How To Use the Python Filter Function

Introduction

The Python built-in filter() function can be used to create a new iterator from an existing iterable (like a list or dictionary) that will efficiently filter out elements using a function that we provide. An iterable is a Python object that can be “iterated over”, that is, it will return items in a sequence such that we can use it in a for loop.

The basic syntax for the filter() function is:

filter(function, iterable)

This will return a filter object, which is an iterable. We can use a function like list() to make a list of all the items returned in a filter object.

The filter() function provides a way of filtering values that can often be more efficient than a list comprehension, especially when we’re starting to work with larger data sets. For example, a list comprehension will make a new list, which will increase the run time for that processing. This means that after our list comprehension has completed its expression, we’ll have two lists in memory. However, filter() will make a simple object that holds a reference to the original list, the provided function, and an index of where to go in the original list, which will take up less memory.

In this tutorial, we’ll review four different ways of using filter(): with two different iterable structures, with a lambda function, and with no defined function.

Using filter() with a Function

The first argument to filter() is a function, which we use to decide whether to include or filter out each item. The function is called once for every item in the iterable passed as the second argument and each time it returns False, the value is dropped. As this argument is a function, we can either pass a normal function or we can make use of lambda functions, particularly when the expression is less complex.

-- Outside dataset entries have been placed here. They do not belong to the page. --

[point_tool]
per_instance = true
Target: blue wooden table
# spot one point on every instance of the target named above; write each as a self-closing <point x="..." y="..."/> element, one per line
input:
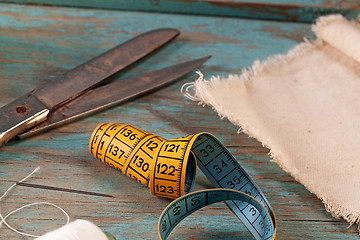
<point x="40" y="40"/>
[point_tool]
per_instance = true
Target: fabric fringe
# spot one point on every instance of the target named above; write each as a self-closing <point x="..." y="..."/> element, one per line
<point x="196" y="91"/>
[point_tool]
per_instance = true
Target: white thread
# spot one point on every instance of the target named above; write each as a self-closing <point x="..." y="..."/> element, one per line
<point x="3" y="219"/>
<point x="77" y="230"/>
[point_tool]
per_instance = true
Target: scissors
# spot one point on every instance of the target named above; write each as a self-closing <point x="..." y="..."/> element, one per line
<point x="79" y="92"/>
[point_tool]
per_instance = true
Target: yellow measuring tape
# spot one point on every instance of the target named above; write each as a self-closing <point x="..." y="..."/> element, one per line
<point x="168" y="168"/>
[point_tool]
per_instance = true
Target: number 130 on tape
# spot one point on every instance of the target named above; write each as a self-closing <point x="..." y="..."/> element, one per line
<point x="168" y="168"/>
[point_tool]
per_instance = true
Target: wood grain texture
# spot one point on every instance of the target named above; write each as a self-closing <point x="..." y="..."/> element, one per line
<point x="40" y="43"/>
<point x="288" y="10"/>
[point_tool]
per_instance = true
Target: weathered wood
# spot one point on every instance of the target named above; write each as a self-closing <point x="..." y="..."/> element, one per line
<point x="40" y="43"/>
<point x="289" y="10"/>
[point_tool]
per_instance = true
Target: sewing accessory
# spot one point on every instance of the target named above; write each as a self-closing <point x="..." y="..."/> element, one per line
<point x="77" y="93"/>
<point x="168" y="168"/>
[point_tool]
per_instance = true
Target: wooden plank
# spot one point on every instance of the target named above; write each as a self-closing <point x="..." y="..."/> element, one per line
<point x="289" y="10"/>
<point x="40" y="43"/>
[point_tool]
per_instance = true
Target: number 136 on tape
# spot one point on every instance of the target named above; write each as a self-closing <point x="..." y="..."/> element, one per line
<point x="168" y="168"/>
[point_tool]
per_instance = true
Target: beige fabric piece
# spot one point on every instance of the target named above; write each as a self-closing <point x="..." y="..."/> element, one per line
<point x="305" y="107"/>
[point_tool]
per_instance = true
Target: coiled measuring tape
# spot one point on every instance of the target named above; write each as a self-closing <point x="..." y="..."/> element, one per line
<point x="168" y="168"/>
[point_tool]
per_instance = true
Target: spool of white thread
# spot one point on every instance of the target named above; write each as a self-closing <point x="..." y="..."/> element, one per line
<point x="77" y="230"/>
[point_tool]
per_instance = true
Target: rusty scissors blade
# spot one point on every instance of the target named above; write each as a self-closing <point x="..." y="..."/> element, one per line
<point x="50" y="103"/>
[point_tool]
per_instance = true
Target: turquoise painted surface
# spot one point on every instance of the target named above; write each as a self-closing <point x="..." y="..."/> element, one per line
<point x="299" y="10"/>
<point x="39" y="43"/>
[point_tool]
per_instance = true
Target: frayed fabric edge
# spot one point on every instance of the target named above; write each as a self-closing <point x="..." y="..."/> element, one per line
<point x="196" y="91"/>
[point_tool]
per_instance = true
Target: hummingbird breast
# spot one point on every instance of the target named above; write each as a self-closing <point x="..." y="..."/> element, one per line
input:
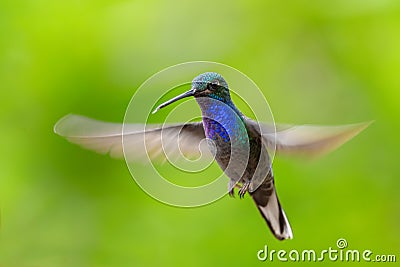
<point x="236" y="149"/>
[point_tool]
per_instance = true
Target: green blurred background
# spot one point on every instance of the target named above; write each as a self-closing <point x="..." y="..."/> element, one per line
<point x="316" y="61"/>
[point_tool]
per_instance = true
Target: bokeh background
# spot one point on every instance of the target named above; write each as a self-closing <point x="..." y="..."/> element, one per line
<point x="316" y="61"/>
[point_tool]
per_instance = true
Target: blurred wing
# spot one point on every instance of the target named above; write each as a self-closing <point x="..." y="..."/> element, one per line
<point x="139" y="140"/>
<point x="308" y="140"/>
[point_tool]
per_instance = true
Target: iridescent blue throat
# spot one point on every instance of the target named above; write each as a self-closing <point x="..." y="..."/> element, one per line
<point x="222" y="120"/>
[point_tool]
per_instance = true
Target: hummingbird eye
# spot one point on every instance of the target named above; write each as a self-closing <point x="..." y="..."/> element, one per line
<point x="213" y="85"/>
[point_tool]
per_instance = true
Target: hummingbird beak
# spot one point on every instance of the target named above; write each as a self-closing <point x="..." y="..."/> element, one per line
<point x="184" y="95"/>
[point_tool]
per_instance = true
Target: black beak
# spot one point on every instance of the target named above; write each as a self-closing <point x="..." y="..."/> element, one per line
<point x="184" y="95"/>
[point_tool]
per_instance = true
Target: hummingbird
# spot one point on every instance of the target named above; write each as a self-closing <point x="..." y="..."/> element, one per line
<point x="240" y="146"/>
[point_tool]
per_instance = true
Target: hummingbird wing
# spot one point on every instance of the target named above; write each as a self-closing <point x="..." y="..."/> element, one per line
<point x="136" y="141"/>
<point x="307" y="140"/>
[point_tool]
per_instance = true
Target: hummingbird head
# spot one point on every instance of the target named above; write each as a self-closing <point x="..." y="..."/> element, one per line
<point x="208" y="84"/>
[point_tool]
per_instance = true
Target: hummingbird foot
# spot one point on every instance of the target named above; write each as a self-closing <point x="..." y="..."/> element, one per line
<point x="243" y="189"/>
<point x="232" y="192"/>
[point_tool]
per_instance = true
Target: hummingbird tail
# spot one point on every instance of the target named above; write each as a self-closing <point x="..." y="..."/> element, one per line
<point x="268" y="204"/>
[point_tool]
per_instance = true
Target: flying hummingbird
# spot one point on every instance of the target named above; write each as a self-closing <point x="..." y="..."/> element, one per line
<point x="240" y="145"/>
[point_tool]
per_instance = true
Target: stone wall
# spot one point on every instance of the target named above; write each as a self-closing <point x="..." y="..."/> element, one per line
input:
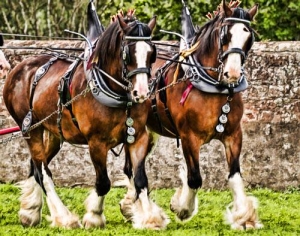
<point x="271" y="151"/>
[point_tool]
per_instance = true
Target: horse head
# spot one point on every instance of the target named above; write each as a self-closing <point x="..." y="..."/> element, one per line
<point x="4" y="65"/>
<point x="126" y="53"/>
<point x="225" y="42"/>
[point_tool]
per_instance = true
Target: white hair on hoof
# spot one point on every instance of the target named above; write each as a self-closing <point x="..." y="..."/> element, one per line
<point x="127" y="202"/>
<point x="147" y="215"/>
<point x="31" y="202"/>
<point x="242" y="212"/>
<point x="184" y="202"/>
<point x="60" y="215"/>
<point x="95" y="207"/>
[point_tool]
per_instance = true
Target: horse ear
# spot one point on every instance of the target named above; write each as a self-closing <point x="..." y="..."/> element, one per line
<point x="122" y="23"/>
<point x="226" y="9"/>
<point x="252" y="12"/>
<point x="152" y="23"/>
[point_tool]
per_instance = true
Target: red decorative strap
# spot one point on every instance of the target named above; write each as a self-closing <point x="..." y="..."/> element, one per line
<point x="186" y="93"/>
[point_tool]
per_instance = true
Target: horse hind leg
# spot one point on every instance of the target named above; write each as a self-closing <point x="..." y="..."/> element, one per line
<point x="184" y="202"/>
<point x="94" y="204"/>
<point x="43" y="149"/>
<point x="242" y="212"/>
<point x="141" y="210"/>
<point x="31" y="200"/>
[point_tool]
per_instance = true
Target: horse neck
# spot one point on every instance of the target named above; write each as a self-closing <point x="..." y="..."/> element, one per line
<point x="113" y="67"/>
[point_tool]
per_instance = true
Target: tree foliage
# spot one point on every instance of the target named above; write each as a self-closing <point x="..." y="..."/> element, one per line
<point x="277" y="20"/>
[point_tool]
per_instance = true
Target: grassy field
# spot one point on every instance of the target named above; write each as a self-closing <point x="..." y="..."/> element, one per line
<point x="279" y="212"/>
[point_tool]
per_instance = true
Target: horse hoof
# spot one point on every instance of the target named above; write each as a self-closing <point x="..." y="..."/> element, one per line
<point x="147" y="215"/>
<point x="69" y="222"/>
<point x="243" y="218"/>
<point x="28" y="220"/>
<point x="91" y="220"/>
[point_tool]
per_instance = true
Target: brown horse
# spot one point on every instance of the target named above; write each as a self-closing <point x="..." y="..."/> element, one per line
<point x="4" y="65"/>
<point x="114" y="112"/>
<point x="201" y="100"/>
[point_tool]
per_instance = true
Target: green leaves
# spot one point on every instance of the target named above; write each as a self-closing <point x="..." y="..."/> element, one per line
<point x="276" y="20"/>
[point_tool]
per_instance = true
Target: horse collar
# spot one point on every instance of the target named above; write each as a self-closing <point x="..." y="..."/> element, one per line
<point x="130" y="132"/>
<point x="224" y="113"/>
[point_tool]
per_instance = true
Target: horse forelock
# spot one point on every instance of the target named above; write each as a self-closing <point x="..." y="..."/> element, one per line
<point x="108" y="44"/>
<point x="241" y="14"/>
<point x="138" y="29"/>
<point x="208" y="34"/>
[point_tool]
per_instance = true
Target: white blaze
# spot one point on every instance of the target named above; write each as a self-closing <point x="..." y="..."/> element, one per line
<point x="239" y="37"/>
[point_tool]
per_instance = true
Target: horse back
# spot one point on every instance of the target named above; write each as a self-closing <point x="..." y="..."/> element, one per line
<point x="18" y="86"/>
<point x="197" y="113"/>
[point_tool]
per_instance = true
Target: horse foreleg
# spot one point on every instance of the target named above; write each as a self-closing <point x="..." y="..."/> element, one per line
<point x="60" y="216"/>
<point x="31" y="200"/>
<point x="242" y="212"/>
<point x="184" y="202"/>
<point x="94" y="216"/>
<point x="94" y="205"/>
<point x="145" y="213"/>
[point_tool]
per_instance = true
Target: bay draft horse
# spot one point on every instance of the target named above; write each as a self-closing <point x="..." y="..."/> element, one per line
<point x="201" y="100"/>
<point x="4" y="64"/>
<point x="113" y="112"/>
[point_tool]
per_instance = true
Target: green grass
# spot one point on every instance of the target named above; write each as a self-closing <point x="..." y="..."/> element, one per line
<point x="279" y="212"/>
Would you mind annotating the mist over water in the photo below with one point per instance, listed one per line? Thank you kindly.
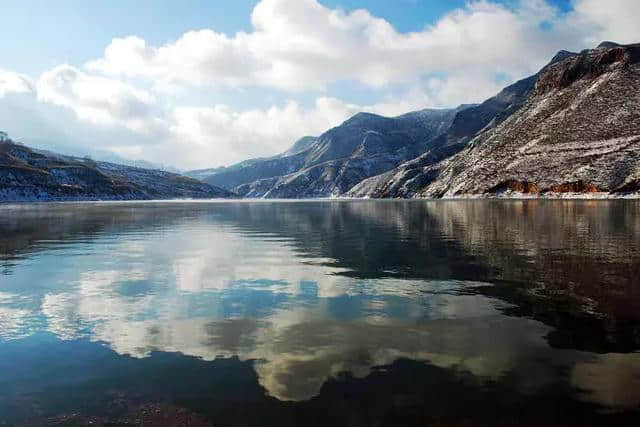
(323, 312)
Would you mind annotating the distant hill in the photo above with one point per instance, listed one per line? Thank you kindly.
(576, 131)
(32, 175)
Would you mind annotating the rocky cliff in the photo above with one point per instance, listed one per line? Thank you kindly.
(578, 131)
(30, 175)
(363, 146)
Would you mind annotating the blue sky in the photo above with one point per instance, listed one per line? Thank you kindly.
(206, 83)
(74, 31)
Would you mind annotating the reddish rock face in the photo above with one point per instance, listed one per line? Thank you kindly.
(527, 187)
(587, 65)
(574, 187)
(524, 187)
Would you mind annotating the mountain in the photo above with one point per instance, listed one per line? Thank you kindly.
(255, 169)
(27, 174)
(369, 145)
(577, 131)
(364, 145)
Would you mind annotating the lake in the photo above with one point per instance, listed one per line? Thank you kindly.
(321, 313)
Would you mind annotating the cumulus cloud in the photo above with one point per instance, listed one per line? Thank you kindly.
(298, 46)
(98, 99)
(14, 83)
(301, 44)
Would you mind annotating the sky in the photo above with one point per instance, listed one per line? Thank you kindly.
(198, 83)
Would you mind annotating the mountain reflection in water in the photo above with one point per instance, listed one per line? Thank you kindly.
(323, 312)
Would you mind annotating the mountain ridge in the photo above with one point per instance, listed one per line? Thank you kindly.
(33, 175)
(577, 133)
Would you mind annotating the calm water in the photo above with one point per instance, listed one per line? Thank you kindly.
(322, 313)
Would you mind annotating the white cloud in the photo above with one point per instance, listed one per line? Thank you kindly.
(301, 44)
(97, 99)
(14, 83)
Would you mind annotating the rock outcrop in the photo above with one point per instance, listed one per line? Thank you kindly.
(31, 175)
(578, 131)
(363, 146)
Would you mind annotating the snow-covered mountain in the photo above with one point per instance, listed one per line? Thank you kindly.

Following is the syntax of a lambda with filter():

filter(lambda item: item[] expression, iterable)

With a list, like the following, we can incorporate a lambda function with an expression against which we want to evaluate each item from the list:

creature_names = ['Sammy', 'Ashley', 'Jo', 'Olly', 'Jackie', 'Charlie']

To filter this list to find the names of our aquarium creatures that start with a vowel, we can run the following lambda function:

print(list(filter(lambda x: x[0].lower() in 'aeiou', creature_names)))

Here we declare an item in our list as x. Then we set our expression to access the first character of each string (or character “zero”), so x[0]. Lowering the case of each of the names ensures this will match letters to the string in our expression, 'aeiou'.

Finally we pass the iterable creature_names. Like in the previous section we apply list() to the result in order to create a list from the iterator filter() returns.

The output will be the following:

Output
['Ashley', 'Olly']

This same result can be achieved using a function we define:

creature_names = ['Sammy', 'Ashley', 'Jo', 'Olly', 'Jackie', 'Charlie']

def names_vowels(x):
  return x[0].lower() in 'aeiou'

filtered_names = filter(names_vowels, creature_names)

print(list(filtered_names))

Our function names_vowels defines the expression that we will implement to filter creature_names.

Again, the output would be as follows:

Output
['Ashley', 'Olly']

Overall, lambda functions achieve the same result with filter() as when we use a regular function. The necessity to define a regular function grows as the complexity of expressions for filtering our data increases, which is likely to promote better readability in our code.

Using None with filter()

We can pass None as the first argument to filter() to have the returned iterator filter out any value that Python considers “falsy”. Generally, Python considers anything with a length of 0 (such as an empty list or empty string) or numerically equivalent to 0 as false, thus the use of the term “falsy.”

In the following case we want to filter our list to only show the tank numbers at our aquarium:

aquarium_tanks = [11, False, 18, 21, "", 12, 34, 0, [], {}]

In this code we have a list containing integers, empty sequences, and a boolean value.

filtered_tanks = filter(None, aquarium_tanks)

We use the filter() function with None and pass in the aquarium_tanks list as our iterable. Since we have passed None as the first argument, we will check if the items in our list are considered false.

print(list(filtered_tanks))

Then we wrap filtered_tanks in a list() function so that it returns a list for filtered_tanks when we print.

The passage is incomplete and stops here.